Geneva, 17 April 2010: One of the most prestigious awards in dentistry, the André Schroeder Research Prize, was presented today at the World Symposium of the International Team for Implantology (ITI) in Geneva, Switzerland. Beat Spalinger, President and CEO of Straumann, presented the award to Dr Maria Retzepi, a specialist periodontist and clinical lecturer at the University College London Eastman Dental Institute.
Dr Retzepi is commended for her work on ‘The Effect of Experimental Diabetes on Guided Bone Regeneration’. In particular, she has investigated the impact of uncontrolled and controlled diabetes on the histological events and on the gene profiles expressed by cells involved in the healing process following guided bone regeneration.

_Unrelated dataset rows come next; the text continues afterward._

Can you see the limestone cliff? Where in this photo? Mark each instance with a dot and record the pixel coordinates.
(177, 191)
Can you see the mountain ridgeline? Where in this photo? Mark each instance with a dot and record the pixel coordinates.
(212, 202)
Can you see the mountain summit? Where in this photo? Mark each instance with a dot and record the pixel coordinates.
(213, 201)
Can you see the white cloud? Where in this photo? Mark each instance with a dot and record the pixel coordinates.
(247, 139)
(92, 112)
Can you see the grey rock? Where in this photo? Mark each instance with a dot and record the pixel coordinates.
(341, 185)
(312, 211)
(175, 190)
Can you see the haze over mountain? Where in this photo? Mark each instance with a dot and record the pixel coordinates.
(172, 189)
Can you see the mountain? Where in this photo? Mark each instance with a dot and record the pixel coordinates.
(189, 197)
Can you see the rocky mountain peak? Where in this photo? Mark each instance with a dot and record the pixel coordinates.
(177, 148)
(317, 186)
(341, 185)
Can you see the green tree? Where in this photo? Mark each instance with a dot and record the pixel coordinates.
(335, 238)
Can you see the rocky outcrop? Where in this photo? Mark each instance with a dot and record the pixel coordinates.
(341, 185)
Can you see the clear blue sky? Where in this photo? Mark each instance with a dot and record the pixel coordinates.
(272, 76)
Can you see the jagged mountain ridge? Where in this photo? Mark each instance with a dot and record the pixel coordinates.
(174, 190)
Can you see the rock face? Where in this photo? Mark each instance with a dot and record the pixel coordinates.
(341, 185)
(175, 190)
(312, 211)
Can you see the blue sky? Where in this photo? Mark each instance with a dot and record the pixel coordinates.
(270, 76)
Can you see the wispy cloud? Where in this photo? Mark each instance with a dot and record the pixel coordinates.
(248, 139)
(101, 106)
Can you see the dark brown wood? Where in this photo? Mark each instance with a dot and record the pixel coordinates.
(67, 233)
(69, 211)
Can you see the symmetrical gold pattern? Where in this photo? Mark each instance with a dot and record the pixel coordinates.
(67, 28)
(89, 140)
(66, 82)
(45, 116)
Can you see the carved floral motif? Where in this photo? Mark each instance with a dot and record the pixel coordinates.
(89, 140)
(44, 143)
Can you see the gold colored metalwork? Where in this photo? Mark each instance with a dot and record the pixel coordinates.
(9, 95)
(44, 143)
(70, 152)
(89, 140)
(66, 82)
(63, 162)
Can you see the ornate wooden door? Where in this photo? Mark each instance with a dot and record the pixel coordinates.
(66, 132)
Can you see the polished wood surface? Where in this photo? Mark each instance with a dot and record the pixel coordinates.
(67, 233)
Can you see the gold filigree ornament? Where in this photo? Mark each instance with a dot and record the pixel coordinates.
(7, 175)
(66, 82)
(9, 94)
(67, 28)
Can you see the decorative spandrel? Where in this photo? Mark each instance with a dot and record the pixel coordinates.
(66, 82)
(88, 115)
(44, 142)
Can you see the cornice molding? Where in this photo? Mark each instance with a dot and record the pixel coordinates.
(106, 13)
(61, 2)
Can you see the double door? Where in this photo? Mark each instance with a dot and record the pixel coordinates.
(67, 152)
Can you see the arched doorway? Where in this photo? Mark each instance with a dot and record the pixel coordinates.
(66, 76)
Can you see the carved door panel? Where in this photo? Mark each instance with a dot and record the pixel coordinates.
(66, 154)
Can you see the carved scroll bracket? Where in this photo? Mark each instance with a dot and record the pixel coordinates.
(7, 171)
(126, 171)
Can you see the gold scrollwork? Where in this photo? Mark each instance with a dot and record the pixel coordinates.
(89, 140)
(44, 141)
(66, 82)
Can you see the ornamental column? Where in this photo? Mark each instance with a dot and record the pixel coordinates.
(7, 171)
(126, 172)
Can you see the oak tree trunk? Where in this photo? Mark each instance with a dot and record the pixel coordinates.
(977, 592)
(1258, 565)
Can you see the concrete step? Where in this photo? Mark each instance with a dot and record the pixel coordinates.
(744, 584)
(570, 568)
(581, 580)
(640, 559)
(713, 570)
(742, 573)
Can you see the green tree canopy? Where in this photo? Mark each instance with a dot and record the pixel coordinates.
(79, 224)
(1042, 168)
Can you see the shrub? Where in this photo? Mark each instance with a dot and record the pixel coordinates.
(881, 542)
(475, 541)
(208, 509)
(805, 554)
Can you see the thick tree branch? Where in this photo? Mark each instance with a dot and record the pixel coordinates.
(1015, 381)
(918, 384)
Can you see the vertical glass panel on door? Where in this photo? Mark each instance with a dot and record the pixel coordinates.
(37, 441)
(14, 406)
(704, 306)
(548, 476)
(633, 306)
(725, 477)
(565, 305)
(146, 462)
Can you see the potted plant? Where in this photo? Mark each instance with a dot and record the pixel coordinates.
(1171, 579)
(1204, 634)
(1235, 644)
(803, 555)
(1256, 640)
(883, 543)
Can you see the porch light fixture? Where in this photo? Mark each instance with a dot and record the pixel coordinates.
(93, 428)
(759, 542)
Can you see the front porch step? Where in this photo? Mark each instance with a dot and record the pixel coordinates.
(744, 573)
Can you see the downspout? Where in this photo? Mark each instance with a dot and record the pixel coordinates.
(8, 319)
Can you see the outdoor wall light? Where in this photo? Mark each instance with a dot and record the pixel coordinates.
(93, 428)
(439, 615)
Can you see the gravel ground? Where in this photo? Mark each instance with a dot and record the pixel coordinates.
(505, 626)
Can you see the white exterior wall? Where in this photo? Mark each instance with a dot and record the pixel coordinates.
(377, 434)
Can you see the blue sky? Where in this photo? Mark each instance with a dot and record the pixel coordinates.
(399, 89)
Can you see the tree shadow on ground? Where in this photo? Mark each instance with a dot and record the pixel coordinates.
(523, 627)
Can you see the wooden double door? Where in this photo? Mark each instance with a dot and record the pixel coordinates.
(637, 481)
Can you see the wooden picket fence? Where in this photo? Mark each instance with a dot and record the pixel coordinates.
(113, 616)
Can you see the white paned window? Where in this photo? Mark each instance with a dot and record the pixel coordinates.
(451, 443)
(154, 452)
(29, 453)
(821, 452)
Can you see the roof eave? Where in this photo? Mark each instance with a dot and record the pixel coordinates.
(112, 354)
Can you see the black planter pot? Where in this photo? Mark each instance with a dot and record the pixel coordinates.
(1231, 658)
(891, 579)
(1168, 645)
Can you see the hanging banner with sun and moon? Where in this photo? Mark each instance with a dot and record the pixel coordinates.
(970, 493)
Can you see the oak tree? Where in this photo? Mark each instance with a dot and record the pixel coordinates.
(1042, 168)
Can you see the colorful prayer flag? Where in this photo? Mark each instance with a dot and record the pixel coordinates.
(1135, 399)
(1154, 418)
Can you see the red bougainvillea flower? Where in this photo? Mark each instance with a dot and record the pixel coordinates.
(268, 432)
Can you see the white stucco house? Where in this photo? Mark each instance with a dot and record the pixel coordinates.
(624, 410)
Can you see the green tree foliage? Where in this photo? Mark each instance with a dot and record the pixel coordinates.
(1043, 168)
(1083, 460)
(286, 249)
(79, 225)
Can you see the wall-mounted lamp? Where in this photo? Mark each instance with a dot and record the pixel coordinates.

Maria Retzepi graduated as a Dental Surgeon from the University of Athens Dental School, where she also obtained her Master of Science degree in Oral Biology and Certificate of Clinical Specialisation in Periodontics with distinction. She then completed a clinical fellowship at the Department of Periodontology and Fixed Prosthodontics, University of Berne, Switzerland. Dr Retzepi received her Doctor of Philosophy (PhD) degree from the University College London Eastman Dental Institute, where she is currently appointed as a clinical lecturer in Periodontology.
Guided Bone Regeneration
In dentistry, guided bone regeneration refers to the technique of using a barrier membrane placed over the treated bone defect to prevent soft tissue growing into the area, in which new bone is needed.
Dr Retzepi’s work showed that although diabetes compromises the initial stages of bone healing, guided bone regeneration can provide an environment that is conducive for significant, even though delayed, formation of new bone. The use of insulin to control diabetes may enhance the bone regeneration potential. Understanding the genetic aspects of the metabolic status may lead to new approaches for treating oral bone defects in diabetic patients.
About the André Schroeder Research Prize
First presented in 1992, the coveted Prize – which is worth CHF 20 000 – serves to promote new scientific findings in oral implantology and related fields. It is given in honor of the late Professor André Schroeder (1918–2004), who pioneered dental implantology and whose life’s work contributed greatly to modern dentistry. Sponsored by Straumann, the André Schroeder Prize furthers illustrates the company’s commitment in the field of research and development, where it ranks among the leading contributors in the industry.
Previous winners are: Dieter Weingart (1992), Franz Sutter (1993), Daniel Buser (1995), David Cochran (1996), Joachim Hermann (1997), Siegfried Heckmann (1998), Alexandra Behneke (2000), Leif Persson (2001), Lisa Mayfield (2002), Yuelian Liu (2003), Michael Hänggi (2004), Xiaolong Zhu (2005), Karthikeyan Subramani (2006) and Frank Schwarz (2007).
The ITI World Symposium has become one of the leading scientific meetings in implant dentistry and related fields. With more than 3800 participants, it provides an ideal setting for the presentation of the Award – not least because Professor Schroeder was one of the founders of the ITI.